- USD/TRY licks its wounds amid the recent whirlwind linked to the lira.
- Turkey to announce details of new economic measures at 1100 GMT.
- 50-DMA support remains at risk, lira could extend the correction.
USD/TRY is on a roller-coaster ride for the second consecutive day on Tuesday, as the beleaguered lira remains at the mercy of Turkish President Tayyip Erdogan’s whims and fancies.
At the time of writing, USD/TRY is losing about 6% on the day, trading around the 12.50 level, having rebounded firmly from monthly lows of 11.10 reached earlier today. Despite the sharp recovery, the pair is up nearly 50% from the levels seen in September this year.
On Monday, the lira tumbled to fresh record lows of 18.37 against the greenback, although staged a historic recovery of 25% and jumped to 13.37 after President Erdogan announced a rescue plan to protect citizens against the lira’s downfall.
The government is presenting a new financial alternative for citizens' savings to soothe their worries over exchange rates, which have reached record highs in recent days, said Erdogan.
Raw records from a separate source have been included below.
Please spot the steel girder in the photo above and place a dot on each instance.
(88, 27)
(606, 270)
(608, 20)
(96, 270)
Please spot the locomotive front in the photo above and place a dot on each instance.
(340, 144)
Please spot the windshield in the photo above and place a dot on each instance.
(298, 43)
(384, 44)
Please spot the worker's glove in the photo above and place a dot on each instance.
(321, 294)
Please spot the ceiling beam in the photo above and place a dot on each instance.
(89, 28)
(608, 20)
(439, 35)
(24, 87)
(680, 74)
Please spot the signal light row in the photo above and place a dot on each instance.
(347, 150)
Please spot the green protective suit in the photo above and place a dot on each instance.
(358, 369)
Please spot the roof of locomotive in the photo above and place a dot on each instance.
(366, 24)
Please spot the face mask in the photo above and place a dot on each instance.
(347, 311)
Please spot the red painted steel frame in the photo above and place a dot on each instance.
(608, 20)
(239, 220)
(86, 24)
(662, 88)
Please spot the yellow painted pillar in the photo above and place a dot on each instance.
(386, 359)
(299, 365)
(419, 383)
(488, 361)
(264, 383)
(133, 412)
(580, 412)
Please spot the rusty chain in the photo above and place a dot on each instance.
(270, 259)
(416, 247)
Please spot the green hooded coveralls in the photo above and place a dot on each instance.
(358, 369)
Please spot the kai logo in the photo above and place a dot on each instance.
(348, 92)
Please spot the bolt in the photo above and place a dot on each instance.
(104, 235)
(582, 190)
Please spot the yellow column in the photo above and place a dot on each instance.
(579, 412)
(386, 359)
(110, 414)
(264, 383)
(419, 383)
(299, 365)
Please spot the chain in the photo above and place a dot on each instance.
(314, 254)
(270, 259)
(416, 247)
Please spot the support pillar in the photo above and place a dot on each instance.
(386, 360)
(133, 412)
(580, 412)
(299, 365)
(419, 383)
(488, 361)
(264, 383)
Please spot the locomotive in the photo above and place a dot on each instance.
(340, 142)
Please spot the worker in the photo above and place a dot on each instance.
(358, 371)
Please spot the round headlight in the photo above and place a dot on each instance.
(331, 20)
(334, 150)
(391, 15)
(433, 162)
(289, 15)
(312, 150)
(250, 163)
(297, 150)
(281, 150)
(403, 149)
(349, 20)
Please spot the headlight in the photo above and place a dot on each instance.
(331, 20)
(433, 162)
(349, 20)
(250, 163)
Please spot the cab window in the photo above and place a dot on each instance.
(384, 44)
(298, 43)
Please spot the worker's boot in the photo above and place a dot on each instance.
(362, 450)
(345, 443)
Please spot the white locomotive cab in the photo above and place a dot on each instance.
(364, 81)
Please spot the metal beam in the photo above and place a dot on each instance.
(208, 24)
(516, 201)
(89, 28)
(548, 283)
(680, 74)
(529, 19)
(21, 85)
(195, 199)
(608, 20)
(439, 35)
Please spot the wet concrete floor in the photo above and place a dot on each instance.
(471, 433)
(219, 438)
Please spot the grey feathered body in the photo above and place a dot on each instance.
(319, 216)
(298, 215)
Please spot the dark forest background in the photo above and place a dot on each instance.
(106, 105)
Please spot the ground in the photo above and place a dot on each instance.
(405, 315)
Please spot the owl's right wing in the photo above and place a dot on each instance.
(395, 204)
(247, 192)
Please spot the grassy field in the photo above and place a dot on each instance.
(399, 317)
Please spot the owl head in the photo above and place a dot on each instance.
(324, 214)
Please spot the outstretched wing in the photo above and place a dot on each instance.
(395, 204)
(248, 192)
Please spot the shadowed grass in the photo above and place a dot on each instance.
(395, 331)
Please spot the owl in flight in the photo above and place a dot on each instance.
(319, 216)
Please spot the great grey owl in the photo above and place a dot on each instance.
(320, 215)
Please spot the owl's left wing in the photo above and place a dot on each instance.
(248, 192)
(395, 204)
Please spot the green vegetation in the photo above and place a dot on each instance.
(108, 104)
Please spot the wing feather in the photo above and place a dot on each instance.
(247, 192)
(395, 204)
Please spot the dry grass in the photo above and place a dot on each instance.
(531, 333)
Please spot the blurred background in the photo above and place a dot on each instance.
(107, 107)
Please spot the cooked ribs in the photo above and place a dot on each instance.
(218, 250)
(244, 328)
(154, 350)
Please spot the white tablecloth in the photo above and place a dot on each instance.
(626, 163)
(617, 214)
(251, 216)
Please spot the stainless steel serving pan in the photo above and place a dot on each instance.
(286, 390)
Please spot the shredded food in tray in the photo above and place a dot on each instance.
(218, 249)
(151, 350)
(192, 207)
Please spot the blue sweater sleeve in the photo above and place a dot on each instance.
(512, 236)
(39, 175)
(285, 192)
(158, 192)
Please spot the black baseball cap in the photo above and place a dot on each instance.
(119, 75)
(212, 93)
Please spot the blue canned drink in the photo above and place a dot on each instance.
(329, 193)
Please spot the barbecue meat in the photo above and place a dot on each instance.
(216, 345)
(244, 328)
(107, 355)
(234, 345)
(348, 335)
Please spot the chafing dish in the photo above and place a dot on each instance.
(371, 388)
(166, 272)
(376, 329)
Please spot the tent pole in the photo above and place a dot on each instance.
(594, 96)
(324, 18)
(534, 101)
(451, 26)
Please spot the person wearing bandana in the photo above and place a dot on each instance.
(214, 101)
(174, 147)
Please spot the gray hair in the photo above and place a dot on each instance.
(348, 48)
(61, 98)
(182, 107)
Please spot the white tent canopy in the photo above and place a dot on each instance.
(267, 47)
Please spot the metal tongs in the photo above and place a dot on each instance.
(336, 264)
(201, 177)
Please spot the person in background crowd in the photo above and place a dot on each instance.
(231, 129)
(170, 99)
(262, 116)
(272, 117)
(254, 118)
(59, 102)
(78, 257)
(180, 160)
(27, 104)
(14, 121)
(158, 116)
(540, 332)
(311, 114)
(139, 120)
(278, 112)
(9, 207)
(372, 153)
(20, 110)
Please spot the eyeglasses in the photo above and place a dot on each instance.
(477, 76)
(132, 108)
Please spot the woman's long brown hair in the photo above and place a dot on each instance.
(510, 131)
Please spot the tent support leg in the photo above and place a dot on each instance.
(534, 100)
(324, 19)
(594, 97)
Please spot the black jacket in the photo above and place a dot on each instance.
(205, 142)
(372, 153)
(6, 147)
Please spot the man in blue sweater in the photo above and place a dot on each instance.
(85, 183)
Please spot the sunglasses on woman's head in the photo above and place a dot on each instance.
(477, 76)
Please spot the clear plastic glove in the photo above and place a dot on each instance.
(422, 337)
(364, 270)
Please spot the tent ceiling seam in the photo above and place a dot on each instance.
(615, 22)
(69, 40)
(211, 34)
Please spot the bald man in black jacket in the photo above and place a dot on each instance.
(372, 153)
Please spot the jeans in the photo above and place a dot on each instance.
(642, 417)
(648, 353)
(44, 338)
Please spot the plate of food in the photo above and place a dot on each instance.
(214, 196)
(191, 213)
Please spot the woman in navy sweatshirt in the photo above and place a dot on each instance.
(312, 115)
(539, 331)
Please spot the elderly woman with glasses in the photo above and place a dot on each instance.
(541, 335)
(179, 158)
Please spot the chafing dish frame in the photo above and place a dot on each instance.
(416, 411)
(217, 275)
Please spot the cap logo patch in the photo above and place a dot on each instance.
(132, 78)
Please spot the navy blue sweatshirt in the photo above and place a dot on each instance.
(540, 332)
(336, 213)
Turkish Finance Minister Nureddin Nebati said he will announce the details of new economic measures aimed at halting further dollarization at 1100 GMT on Tuesday,
Banks will start implementing transactions of a new instrument on Tuesday, Nebati added.
Looking at USD/TRY’s technical chart, the bulls have bounced off a dip below the critical 50-Daily Moving Average (DMA) at 11.41.
A sustained break below the latter will call for a test of the ascending 100-DMA at 10.00, which also happens to be a key psychological magnet.
The 14-day Relative Strength Index (RSI) has pierced the midline for the downside, suggesting that further correction in USD/TRY cannot be ruled out.
USD/TRY: Daily chart
On the flip side, recapturing the upward-sloping 21-DMA at 13.64 is critical for initiating a meaningful recovery towards the 14.00 round figure.
Further up, the December 15 highs at 14.84 could be back in the buyers’ radars, above which the 15.00 figure will be probed once again.